The menu, much like Longrain's, starts with a surprisingly small number of appetisers before coming to rest on a surprisingly large number of shared mains. Maximise the experience by eating with a group. Bunches of well-dressed PR interns get with the spirit, colonising the split tri-level space that starts promisingly at the bar - pale upholstery, trendy lighting, smart wishbone chairs and broad communal tables - and shucks its cool so by the third level where, with its steel-framed chairs and utilitarian carpet, it feels a bit like an RSL.
Service isn't bogged down by pleasantries. The young wait staff are too busy to take your coat, although they might nod helpfully in the direction of the coat stand - it's just after the three David Bromley nudes, or six nipples on the left. Our waitress oozed impatience waiting for a wine order, which is a little confronting at these prices.
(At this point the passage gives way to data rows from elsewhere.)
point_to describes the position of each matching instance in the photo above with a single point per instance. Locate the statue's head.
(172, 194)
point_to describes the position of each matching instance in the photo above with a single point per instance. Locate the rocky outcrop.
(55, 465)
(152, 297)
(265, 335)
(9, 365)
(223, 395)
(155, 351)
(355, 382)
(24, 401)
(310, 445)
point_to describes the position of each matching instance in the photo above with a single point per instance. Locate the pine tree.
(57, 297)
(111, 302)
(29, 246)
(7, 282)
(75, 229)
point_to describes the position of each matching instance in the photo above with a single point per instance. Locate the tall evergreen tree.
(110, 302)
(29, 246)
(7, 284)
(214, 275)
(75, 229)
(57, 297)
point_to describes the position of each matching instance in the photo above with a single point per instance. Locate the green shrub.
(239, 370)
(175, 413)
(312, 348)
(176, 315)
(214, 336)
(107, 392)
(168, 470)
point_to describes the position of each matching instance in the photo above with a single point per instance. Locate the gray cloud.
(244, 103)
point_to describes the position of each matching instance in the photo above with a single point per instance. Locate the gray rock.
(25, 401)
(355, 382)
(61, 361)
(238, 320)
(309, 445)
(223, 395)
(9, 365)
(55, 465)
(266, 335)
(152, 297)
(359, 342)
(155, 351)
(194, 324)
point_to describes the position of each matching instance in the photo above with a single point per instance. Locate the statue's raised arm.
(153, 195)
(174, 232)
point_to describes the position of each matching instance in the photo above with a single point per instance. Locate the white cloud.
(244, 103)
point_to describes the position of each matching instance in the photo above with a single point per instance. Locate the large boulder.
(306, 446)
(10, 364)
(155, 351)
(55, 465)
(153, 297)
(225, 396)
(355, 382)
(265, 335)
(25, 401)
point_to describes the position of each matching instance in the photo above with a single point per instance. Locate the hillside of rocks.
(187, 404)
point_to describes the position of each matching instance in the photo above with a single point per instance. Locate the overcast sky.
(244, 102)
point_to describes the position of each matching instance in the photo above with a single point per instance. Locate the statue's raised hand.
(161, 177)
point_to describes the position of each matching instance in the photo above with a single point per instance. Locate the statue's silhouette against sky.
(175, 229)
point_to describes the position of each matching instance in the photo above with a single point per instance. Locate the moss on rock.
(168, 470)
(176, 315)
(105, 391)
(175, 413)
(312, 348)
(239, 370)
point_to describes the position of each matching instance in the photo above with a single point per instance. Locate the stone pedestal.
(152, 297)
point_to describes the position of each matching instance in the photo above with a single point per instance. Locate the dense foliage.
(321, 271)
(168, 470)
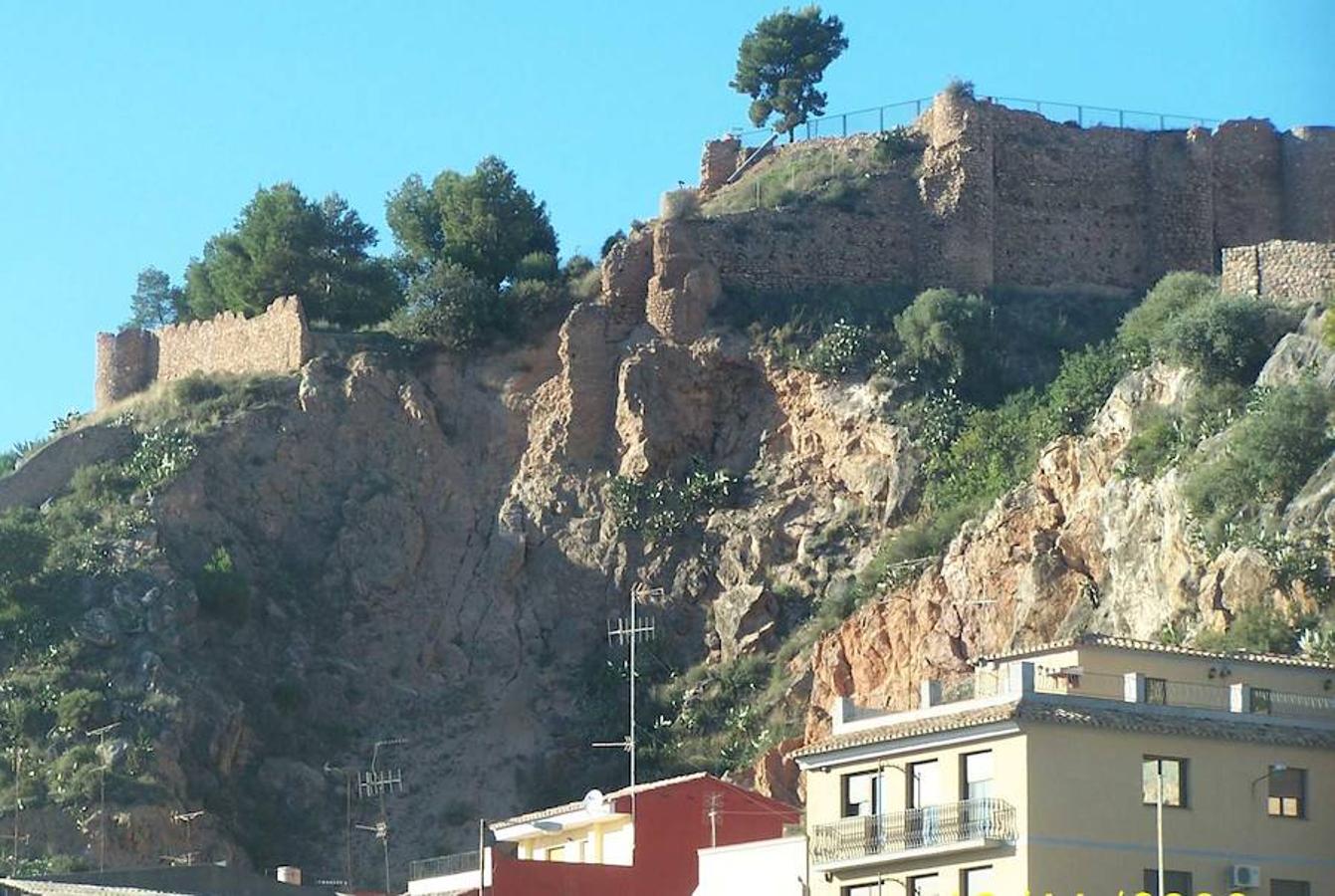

This isn't Thai to make your eyes water. Lemon-and-ginger oysters make an encouraging start, but hot on their heels the smoked chicken betel leaves are wowserish in the flavour department; it's the grassy, vaguely minty betel leaf that dominates with the odd pop of salmon roe.
A sticky, aggressively peppered puck of duck and prawn ''relish'' planted on a wedge of watermelon is Red Spice Road's answer to Longrain's iconic pork and caramelised pineapple, and has a similar flirtation between the protein ball's pungency and the fruit's drenching sweetness.
More betel leaves are fried into a slightly rubbery tapioca batter, decently filled with smoked eel and coriander. Along for the ride is a gelatinous sweet chilli dipping sauce with a tamarind-sour backbeat.
The kitchen comes closest to nailing the balance with the fried duck legs - pull-apart meat cloaked in crisp-skinned deliciousness - and the kind of zesty, lively salad that's Thai food in full technicolour, with mandarin and cashew, cucumber and explosions of chilli, red onion and fried shallots and a whole lot of holy basil. The goat jungle curry, in a wet base more saltily mono-dimensional than spicy-fragrant and complex, shows that minced meat of any persuasion is less than the sum of its parts.
But desserts are a highlight, which is an unexpectedly good thing in a Thai context. A blushing pink dome of meringue, lychee sorbet and aloe vera cubes, stopped from being too eau de cologne by a balancing whack of fresh lime. It's the sort of meal ender that works brilliantly well for Thai. A palate-cleanser dressed up as dessert, really; a good last impression for a place where first impressions surprise, but the middle bit needs a bit of work.